Der Besuch einer Tanzschule ist bei anderen Bällen mit ein bißchen Fleiß ein leichterer, aber nicht unbedingt sicherer Zugang. Der elitäre Techniker-Circle zum Beispiel wird nur von Mitgliedern eröffnet. Oder Ballveranstalter, wie jene der Rudolfiner-Redoute bitten Tanzschulen, in diesem Fall die Tanzschule Rueff, die eigenen, selbst ausgewählten Leute zu unterrichten. Doch auch wenn es gerade nicht klappen sollte, jeder Ball kann zu einem besonderen Erlebnis werden. "Es kommt immer darauf an, mit welchen Leuten man dort ist und was man persönlich aus dem Abend macht", so der Rat eines erfahrenen Ballhasen aus der jugendlichen Tanzschulszene.

Der eine schwärmt für den lustigen und ungezwungenen "Jägerball" mit seinem Trachtenpotpourri vom Modedirndl bis zur kurzen Lederhose, der andere vom distinguierten Flair am Wiener Philharmonikerball. Naschkatzen lockt es zum "Zuckerball" und dem "Bonbonball" und für die gesellschaftliche und berufliche Zukunft tanzfreudiger Studenten könnte neben den Bällen der großen Standesgruppen, der Ärzte, Pharmazeuten und Juristen auch der Ball der Wirtschaftsuniversität interessant sein. "Er genießt auch im Ausland einen außergewöhnlichen Ruf", so Andreas Zenker, Wirtschaftsredakteur der Zeitschrift "Die Presse" und einer der besten Ballkenner Wiens.

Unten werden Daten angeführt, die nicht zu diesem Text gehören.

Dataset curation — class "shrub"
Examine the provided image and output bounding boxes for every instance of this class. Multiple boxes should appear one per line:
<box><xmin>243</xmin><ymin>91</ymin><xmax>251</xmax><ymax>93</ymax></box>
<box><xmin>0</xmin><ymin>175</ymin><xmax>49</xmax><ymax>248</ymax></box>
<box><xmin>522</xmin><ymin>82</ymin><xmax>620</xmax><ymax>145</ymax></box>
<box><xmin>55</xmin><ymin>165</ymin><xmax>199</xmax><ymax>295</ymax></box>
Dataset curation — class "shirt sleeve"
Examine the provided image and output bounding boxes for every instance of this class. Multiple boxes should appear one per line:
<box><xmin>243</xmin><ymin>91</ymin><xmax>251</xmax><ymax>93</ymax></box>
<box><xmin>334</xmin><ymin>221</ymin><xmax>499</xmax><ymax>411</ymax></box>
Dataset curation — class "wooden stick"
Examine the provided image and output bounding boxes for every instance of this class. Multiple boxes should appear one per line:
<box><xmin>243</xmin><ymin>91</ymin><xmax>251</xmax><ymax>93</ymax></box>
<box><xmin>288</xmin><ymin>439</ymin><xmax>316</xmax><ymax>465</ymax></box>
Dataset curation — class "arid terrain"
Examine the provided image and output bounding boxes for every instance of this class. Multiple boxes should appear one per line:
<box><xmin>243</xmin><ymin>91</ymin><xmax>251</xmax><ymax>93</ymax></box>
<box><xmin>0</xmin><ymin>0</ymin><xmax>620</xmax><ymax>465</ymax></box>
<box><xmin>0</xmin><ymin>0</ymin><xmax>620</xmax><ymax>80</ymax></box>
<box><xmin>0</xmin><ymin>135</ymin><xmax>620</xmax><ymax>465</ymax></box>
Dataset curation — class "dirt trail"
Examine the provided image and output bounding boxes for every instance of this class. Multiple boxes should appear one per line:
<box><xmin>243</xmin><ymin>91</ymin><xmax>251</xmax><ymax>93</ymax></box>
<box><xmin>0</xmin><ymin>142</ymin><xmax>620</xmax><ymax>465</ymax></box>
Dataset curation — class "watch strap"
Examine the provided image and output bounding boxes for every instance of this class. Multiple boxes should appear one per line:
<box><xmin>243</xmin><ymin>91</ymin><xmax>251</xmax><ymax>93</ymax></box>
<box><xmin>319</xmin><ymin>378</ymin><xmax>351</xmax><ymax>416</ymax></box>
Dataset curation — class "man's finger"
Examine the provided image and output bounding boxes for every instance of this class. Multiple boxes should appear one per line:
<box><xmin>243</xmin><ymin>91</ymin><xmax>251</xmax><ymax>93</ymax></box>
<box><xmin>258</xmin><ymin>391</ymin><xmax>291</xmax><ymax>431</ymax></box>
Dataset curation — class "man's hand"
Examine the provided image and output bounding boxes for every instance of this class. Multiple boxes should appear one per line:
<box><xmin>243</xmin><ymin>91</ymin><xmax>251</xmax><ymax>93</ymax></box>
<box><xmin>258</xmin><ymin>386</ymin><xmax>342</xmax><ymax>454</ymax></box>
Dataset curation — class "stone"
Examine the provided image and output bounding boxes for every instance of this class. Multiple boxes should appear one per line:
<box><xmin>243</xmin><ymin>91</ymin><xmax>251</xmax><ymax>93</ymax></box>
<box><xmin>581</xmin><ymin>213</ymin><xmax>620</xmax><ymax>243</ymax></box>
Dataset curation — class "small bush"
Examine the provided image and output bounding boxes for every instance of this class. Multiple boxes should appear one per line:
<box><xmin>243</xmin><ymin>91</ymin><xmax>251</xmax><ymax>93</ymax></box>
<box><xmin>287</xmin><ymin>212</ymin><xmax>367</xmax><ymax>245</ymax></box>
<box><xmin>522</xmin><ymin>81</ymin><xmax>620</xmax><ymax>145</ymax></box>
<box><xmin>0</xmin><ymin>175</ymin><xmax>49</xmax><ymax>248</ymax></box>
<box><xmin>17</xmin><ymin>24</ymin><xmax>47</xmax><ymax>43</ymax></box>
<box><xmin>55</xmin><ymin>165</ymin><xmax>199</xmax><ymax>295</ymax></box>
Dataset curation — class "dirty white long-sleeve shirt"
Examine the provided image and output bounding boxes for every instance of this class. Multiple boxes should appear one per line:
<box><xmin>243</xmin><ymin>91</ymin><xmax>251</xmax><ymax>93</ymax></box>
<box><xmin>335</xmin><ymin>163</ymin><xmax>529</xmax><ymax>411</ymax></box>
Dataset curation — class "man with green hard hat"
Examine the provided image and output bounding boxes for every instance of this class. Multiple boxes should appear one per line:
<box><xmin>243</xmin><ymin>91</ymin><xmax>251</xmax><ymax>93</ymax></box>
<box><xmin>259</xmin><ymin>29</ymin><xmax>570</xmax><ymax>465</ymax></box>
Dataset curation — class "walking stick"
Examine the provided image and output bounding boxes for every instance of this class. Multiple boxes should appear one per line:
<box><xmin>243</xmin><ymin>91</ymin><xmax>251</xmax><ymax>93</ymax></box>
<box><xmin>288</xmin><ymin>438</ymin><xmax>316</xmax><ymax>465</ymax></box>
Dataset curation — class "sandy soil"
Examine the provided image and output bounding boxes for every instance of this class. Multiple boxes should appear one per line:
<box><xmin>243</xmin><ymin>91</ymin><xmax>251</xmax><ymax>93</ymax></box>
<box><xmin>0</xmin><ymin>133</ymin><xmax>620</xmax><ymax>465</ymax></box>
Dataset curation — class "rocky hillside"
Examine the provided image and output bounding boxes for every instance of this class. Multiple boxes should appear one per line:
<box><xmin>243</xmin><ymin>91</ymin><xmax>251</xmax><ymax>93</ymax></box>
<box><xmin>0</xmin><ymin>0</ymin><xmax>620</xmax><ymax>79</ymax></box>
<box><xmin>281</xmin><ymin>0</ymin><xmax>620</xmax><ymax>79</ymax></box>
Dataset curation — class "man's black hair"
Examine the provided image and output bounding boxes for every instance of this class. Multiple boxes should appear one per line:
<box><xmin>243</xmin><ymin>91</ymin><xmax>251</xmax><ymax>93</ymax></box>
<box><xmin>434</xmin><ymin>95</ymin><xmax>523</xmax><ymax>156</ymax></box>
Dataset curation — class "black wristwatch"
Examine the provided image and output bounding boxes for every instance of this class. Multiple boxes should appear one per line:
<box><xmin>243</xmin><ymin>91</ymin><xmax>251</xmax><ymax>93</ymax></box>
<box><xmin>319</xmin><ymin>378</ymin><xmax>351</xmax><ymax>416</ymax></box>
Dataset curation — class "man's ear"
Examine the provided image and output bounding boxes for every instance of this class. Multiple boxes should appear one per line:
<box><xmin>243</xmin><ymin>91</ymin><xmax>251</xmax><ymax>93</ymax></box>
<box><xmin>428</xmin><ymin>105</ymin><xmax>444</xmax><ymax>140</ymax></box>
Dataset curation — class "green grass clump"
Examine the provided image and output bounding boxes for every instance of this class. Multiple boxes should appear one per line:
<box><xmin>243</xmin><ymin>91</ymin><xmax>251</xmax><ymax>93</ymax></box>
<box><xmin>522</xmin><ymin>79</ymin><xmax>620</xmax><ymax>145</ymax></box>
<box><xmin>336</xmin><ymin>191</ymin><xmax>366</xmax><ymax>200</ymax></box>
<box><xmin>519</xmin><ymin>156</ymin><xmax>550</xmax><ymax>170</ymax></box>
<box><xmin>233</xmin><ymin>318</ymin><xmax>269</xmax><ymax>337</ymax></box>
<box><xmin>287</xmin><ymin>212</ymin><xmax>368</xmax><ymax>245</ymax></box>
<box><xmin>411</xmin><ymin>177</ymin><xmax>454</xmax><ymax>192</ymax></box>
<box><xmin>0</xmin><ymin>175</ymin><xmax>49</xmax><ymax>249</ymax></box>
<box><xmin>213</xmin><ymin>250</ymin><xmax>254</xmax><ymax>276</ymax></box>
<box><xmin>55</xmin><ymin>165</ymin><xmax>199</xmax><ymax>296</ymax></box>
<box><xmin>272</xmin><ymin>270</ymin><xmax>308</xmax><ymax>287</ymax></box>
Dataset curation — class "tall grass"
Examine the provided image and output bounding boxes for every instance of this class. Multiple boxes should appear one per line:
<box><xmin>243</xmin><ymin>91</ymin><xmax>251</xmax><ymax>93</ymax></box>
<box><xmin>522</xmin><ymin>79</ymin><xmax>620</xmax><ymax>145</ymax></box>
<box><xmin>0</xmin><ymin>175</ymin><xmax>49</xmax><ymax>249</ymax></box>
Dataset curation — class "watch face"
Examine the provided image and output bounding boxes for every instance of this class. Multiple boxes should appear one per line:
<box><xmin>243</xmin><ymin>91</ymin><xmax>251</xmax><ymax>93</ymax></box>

So reisen hier vor allem die großen internationalen Beratungsunternehmen an, wie zum Beispiel im letzten Jahr Boston Consulting oder Anderson-Consulting, welche gleich 200 Karten für ihre internationalen Gäste erwarb. "Die großen Firmen stellen dort Kontakte auch zu Studenten her. Man redet in lockerer Atmosphäre über Netzwerke, schließt nicht unbedingt Geschäfte ab, aber fädelt etwas ein", rückt Zenker, den, wie er sagt "von den Medien unterschätzten Ball" ins richtige Licht.